I am not sure how dbx works, but how would you exe...
# beginners-need-help
n
I am not sure how dbx works, but how would you execute code from there for non-kedro project? I imagine you must start from the same directory, why do you need to specify the absolute path?
r
dbx deploys code to databricks workflow job. The workflow job has the script name coded with the uniquely generated path and the python package dependencies are also installed to the cluster.
n
Do you have to configure the script every time?
r
Not really. Deployment of the code happens through Github Actions.

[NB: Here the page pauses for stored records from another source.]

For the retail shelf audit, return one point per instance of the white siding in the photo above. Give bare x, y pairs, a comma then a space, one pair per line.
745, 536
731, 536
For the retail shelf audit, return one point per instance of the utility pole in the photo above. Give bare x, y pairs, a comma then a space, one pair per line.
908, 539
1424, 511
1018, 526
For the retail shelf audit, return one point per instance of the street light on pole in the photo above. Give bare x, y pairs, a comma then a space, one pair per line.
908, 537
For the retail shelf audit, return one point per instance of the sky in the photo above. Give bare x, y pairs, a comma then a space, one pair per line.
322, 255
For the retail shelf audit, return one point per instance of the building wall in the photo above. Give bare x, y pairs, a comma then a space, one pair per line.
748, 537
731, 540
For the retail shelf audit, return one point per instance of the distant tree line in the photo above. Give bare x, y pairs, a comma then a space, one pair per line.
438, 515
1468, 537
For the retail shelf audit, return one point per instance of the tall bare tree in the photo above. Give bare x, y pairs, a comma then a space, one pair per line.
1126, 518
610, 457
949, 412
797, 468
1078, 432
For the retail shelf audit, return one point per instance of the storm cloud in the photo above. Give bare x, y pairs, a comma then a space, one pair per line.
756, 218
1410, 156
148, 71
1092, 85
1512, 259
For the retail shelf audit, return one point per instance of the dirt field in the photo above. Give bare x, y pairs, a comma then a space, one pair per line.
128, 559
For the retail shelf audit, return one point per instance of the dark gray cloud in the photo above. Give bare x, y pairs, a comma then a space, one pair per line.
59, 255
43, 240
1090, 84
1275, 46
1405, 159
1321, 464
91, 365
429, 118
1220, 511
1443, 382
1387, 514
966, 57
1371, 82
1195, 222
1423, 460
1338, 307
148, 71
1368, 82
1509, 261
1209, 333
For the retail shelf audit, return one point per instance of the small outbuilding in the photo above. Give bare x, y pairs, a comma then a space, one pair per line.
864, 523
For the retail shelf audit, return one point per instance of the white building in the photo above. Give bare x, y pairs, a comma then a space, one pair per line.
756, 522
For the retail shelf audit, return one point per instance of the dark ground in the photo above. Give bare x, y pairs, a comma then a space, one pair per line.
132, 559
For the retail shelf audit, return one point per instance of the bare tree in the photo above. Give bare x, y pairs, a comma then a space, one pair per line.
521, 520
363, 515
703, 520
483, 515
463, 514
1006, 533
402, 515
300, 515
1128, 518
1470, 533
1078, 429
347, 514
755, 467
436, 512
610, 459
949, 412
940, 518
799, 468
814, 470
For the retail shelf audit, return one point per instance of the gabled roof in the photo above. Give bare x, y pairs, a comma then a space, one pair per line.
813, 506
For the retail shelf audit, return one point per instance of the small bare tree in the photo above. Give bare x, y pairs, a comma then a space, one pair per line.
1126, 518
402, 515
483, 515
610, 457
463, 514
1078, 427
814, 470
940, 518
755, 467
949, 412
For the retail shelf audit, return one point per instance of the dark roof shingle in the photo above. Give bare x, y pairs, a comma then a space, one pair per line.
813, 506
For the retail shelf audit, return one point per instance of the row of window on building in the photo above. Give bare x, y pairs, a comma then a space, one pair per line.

So dbx helps package the code and dependencies and deploy it to databricks and create a workflow job.
n
but you still have to define an entrypoint I guess? like executing a particular file?
r
the python script is the file that creates the kedro session
databricks job calls the python script in the screenshot
n
Can you just use a relative path in this case?
r
like Path(script_name).parent
relative to the script being executed?
n
something like that - it is also a bit strange why this script lives in src/pipeline/data_preprocessing/? It should probably just live at the top level as a __main__.py or something similar
r
I can move it up, that is not a problem. Its just way of arranging multiple scripts. There are many.
n
this isn't too important though, as long as the path is correct, but if it starts from the root level, KedroSession should picks up pyproject.toml automatically
You can leave it as is then, just need to figure out the relative path
r
I will try relative path. I just wanted to make sure if there was a cleaner approach.
n
I think the proper way to deploy is package your kedro project. https://kedro.readthedocs.io/en/stable/tutorial/package_a_project.html Then you should just do something like
from my_project import __main__
__main__(pipeline=)
r
To execute this way, we still need to run this code from the project root dir right? Where the toml file exists?